The attention signal on his desk began flashing, and the voice of one of his assistants filled the room. “Diagnostician Thornnastor is here, sir.”

“Three minutes,” said O’Mara. With his eyes still on Conway he went on: “I’ll be brief. Normally I would not give any of you the option of refusing an assignment, but this one is more in the nature of a shakedown cruise for the Rhabwar than a mission calling for your professional expertise. We have received distress signals from the scoutship Tenelphi, which is crewed exclusively by Earth-human DBDGs, so there won’t even be a communications problem. It is a simple search-and-rescue mission, and any charge of incompetence which may be brought against the survivors later will be a Corps disciplinary matter and is not your concern. The Rhabwar will be ready to leave in less than an hour. The available information on the incident is on this tape. Study it when you are aboard.

“That is all,” he concluded, “except that there is no need for Prilicla or Naydrad to go along just to treat a few DBDG fractures or decompressions. There will be no juicy extraterrestrial cases on this trip—”

He broke off because Prilicla was beginning to tremble and Naydrad’s fur was becoming agitated. The empath spoke first: “I will, of course, remain in the hospital if requested to do so,” Prilicla said timidly, “but if I were to be given a choice, then I would prefer to go with—”

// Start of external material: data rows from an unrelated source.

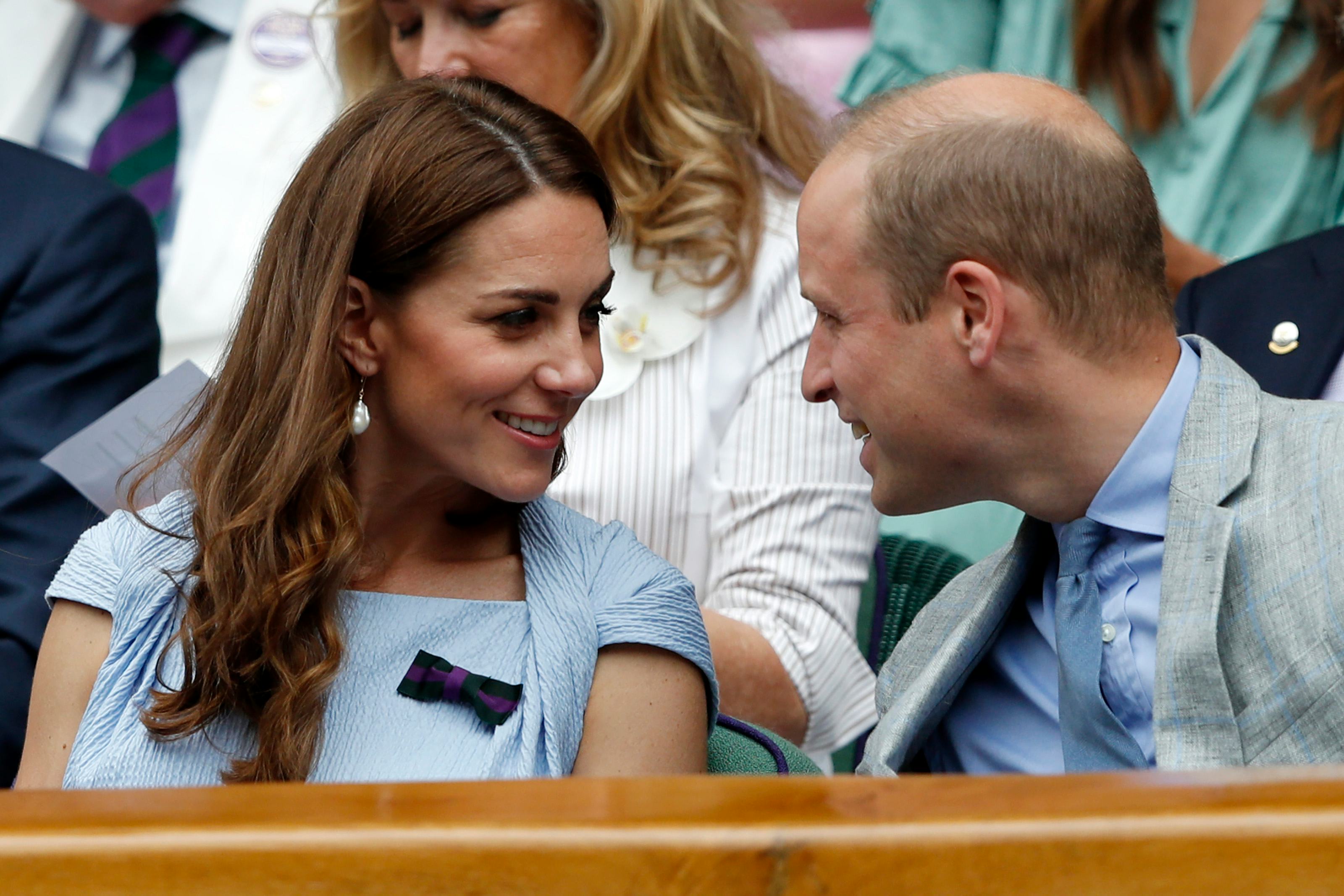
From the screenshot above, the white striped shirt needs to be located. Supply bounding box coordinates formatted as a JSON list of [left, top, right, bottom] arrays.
[[549, 197, 878, 754]]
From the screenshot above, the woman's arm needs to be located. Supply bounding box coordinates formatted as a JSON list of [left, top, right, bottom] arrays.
[[13, 600, 112, 790], [1163, 224, 1223, 297], [703, 609, 808, 744], [574, 644, 708, 776]]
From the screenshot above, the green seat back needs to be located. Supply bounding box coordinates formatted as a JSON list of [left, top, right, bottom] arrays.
[[859, 535, 970, 672], [831, 535, 970, 773], [710, 715, 821, 775]]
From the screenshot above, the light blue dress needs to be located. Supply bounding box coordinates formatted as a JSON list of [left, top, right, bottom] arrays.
[[47, 491, 718, 788]]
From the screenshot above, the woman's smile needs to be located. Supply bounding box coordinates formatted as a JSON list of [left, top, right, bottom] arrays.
[[495, 411, 563, 451]]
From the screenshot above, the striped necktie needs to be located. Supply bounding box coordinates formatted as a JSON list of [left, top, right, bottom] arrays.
[[89, 12, 214, 229]]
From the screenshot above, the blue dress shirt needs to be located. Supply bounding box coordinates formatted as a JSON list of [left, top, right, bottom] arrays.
[[925, 341, 1199, 774], [38, 0, 243, 270]]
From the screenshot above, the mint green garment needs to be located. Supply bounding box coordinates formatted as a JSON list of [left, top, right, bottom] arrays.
[[840, 0, 1344, 258]]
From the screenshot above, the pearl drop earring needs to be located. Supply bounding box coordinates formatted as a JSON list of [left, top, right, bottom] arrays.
[[349, 376, 370, 435]]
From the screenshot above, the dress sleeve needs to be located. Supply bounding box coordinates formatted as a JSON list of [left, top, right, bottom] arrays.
[[591, 523, 719, 724], [47, 510, 137, 612], [840, 0, 999, 106], [46, 491, 194, 617], [704, 240, 878, 752]]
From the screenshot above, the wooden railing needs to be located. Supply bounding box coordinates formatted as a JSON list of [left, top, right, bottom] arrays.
[[0, 768, 1344, 896]]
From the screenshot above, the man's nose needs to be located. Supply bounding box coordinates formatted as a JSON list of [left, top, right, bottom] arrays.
[[802, 324, 836, 402]]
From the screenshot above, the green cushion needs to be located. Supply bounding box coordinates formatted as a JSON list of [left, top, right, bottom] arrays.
[[831, 535, 970, 773], [710, 715, 821, 775]]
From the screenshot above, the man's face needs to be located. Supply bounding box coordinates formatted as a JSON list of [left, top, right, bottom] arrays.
[[798, 150, 966, 515], [79, 0, 171, 26]]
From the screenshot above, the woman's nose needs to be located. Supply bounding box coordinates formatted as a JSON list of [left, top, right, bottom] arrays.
[[415, 27, 472, 78], [536, 351, 602, 398]]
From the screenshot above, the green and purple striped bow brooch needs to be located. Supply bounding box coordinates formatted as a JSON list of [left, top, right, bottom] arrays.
[[396, 650, 523, 725]]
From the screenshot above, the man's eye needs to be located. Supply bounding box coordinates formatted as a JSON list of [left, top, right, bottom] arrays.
[[495, 307, 536, 326], [583, 302, 612, 324], [392, 19, 425, 40]]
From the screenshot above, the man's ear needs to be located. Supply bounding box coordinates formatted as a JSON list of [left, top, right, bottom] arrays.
[[336, 277, 382, 376], [943, 260, 1004, 368]]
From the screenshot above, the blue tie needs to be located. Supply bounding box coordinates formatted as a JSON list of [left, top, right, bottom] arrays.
[[1055, 517, 1148, 771]]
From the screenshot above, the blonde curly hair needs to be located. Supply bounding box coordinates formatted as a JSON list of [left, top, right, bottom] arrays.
[[329, 0, 821, 310]]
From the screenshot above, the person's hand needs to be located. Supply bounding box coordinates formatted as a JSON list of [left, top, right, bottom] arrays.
[[1163, 224, 1223, 297]]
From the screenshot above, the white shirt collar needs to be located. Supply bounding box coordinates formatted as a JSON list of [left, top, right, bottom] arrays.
[[93, 0, 243, 68]]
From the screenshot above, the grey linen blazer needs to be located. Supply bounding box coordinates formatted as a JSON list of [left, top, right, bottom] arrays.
[[859, 339, 1344, 775]]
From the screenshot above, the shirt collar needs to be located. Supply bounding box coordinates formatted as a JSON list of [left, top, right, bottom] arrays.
[[92, 0, 243, 68], [1087, 340, 1199, 536]]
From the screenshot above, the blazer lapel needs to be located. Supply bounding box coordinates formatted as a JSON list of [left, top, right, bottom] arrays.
[[1153, 337, 1261, 768], [859, 517, 1054, 775], [0, 0, 83, 147]]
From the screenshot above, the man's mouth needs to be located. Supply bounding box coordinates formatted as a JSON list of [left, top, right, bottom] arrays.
[[495, 411, 560, 436]]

“To us,” said Naydrad loudly, “Earth-human DBDGs are juicy extraterrestrials.”

O’Mara sighed. “A predictable reaction, I suppose. Very well, you may all go. Ask Thornnastor to come in as you leave.”

When they were in the corridor, Conway stood for a moment, working out the fastest, but not necessarily the most comfortable, route for reaching the ambulance ship docking bay on Level 83, then moved off quickly. Prilicla kept pace along the ceiling, Naydrad undulated rapidly behind him and Murchison brought up the rear with the Captain, who was all too plainly afraid of losing his medical team and himself.

Conway’s senior physician’s armband cleared the way as far as nurses and subordinate grades of doctor were concerned, but there were continual encounters with the lordly and multiply absentminded Diagnosticians-who ploughed their way through everybody and everything regardless-and with junior members of the staff who happened to belong to a more heavily muscled species. Tralthans of physiological classification FGLI-warm-blooded oxygen-breathers resembling low-slung, six-legged and tentacled elephants-bore down on them and swept past with the mass and momentum of organic ground vehicles; they were jostled by a pair of ELNTs from Melf, who chittered at them reproachfully despite being outranked by three grades; and Conway certainly did not feel like pulling rank on the TLTU intern who breathed superheated steam and whose protective suit was a great, clanking juggernaut that hissed continually as if it was about to spring a leak.